Cross-Covariance Image Transformer (XCiT)
PyTorch implementation and pretrained models for XCiT models. See XCiT: Cross-Covariance Image Transformer
Linear complexity in time and memory
Our XCiT models has a linear complexity w.r.t number of patches/tokens:
Peak Memory (inference) | Millisecond/Image (Inference) |
Scaling to high resolution inputs
XCiT can scale to high resolution inputs both due to cheaper compute requirement as well as better adaptability to higher resolution at test time (see Figure 3 in the paper)
Detection and Instance Segmentation for Ultra high resolution images (6000x4000)
DINO: High Res. Self-Attention Visualization
🦖
XCiT+Our XCiT models with self-supervised training using DINO can obtain high resolution attention maps.
xcit_dino.mp4
Self-Attention visualization per head
Below we show the attention maps for each of the 8 heads separately and we can observe that every head specializes in different semantic aspects of the scene for the foreground as well as the background.
Multi_head.mp4
Getting Started
First, clone the repo
git clone https://github.com/facebookresearch/XCiT.git
Then, you can install the required packages including: Pytorch version 1.7.1, torchvision version 0.8.2 and Timm version 0.4.8
pip install -r requirements.txt
Download and extract the ImageNet dataset.
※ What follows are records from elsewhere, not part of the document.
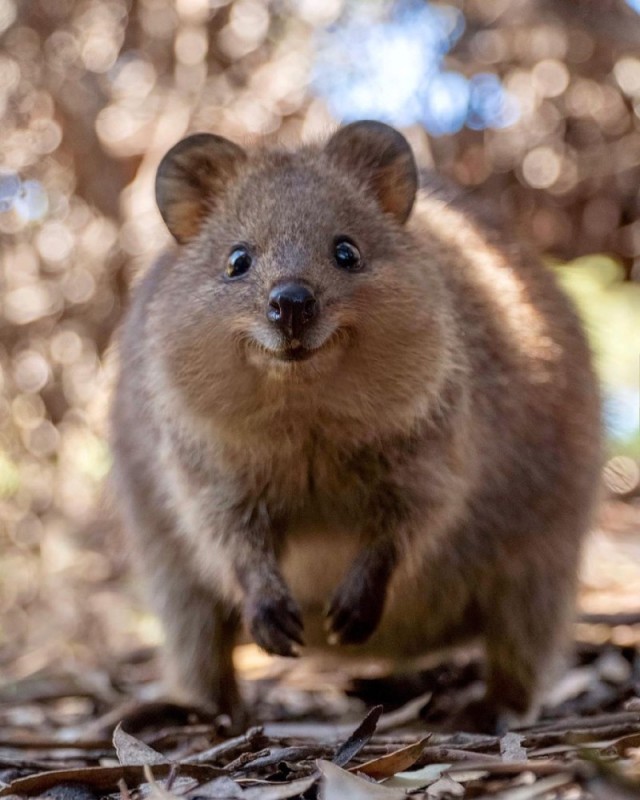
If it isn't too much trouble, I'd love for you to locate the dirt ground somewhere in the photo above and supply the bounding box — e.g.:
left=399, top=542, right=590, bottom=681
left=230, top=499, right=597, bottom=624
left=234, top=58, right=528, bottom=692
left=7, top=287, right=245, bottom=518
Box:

Afterwards, set the --data-path
argument to the corresponding extracted ImageNet path.
For full details about all the available arguments, you can use
python main.py --help
For detection and segmentation downstream tasks, please check:
-
COCO Object detection and Instance segmentation: XCiT Detection
-
ADE20k Semantic segmentation: XCiT Semantic Segmentation
Model Zoo
We provide XCiT models pre-trained weights on ImageNet-1k.
§: distillation
Models with 16x16 patch size
Arch | params | Model | |||||
---|---|---|---|---|---|---|---|
224 | 224 § | 384 § | |||||
top-1 | weights | top-1 | weights | top-1 | weights | ||
xcit_nano_12_p16 | 3M | 69.9% | download | 72.2% | download | 75.4% | download |
xcit_tiny_12_p16 | 7M | 77.1% | download | 78.6% | download | 80.9% | download |
xcit_tiny_24_p16 | 12M | 79.4% | download | 80.4% | download | 82.6% | download |
xcit_small_12_p16 | 26M | 82.0% | download | 83.3% | download | 84.7% | download |
xcit_small_24_p16 | 48M | 82.6% | download | 83.9% | download | 85.1% | download |
xcit_medium_24_p16 | 84M | 82.7% | download | 84.3% | download | 85.4% | download |
xcit_large_24_p16 | 189M | 82.9% | download | 84.9% | download | 85.8% | download |
Models with 8x8 patch size
Arch | params | Model | |||||
---|---|---|---|---|---|---|---|
224 | 224 § | 384 § | |||||
top-1 | weights | top-1 | weights | top-1 | weights | ||
xcit_nano_12_p8 | 3M | 73.8% | download | 76.3% | download | 77.8% | download |
xcit_tiny_12_p8 | 7M | 79.7% | download | 81.2% | download | 82.4% | download |
xcit_tiny_24_p8 | 12M | 81.9% | download | 82.6% | download | 83.7% | download |
xcit_small_12_p8 | 26M | 83.4% | download | 84.2% | download | 85.1% | download |
xcit_small_24_p8 | 48M | 83.9% | download | 84.9% | download | 85.6% | download |
xcit_medium_24_p8 | 84M | 83.7% | download | 85.1% | download | 85.8% | download |
xcit_large_24_p8 | 189M | 84.4% | download | 85.4% | download | 86.0% | download |
XCiT + DINO Self-supervised models
Arch | params | k-nn | linear | download |
---|---|---|---|---|
xcit_small_12_p16 | 26M | 76.0% | 77.8% | backbone |
xcit_small_12_p8 | 26M | 77.1% | 79.2% | backbone |
xcit_medium_24_p16 | 84M | 76.4% | 78.8% | backbone |
xcit_medium_24_p8 | 84M | 77.9% | 80.3% | backbone |
Training
For training using a single node, use the following command
python -m torch.distributed.launch --nproc_per_node=[NUM_GPUS] --use_env main.py --model [MODEL_KEY] --batch-size [BATCH_SIZE] --drop-path [STOCHASTIC_DEPTH_RATIO] --output_dir [OUTPUT_PATH]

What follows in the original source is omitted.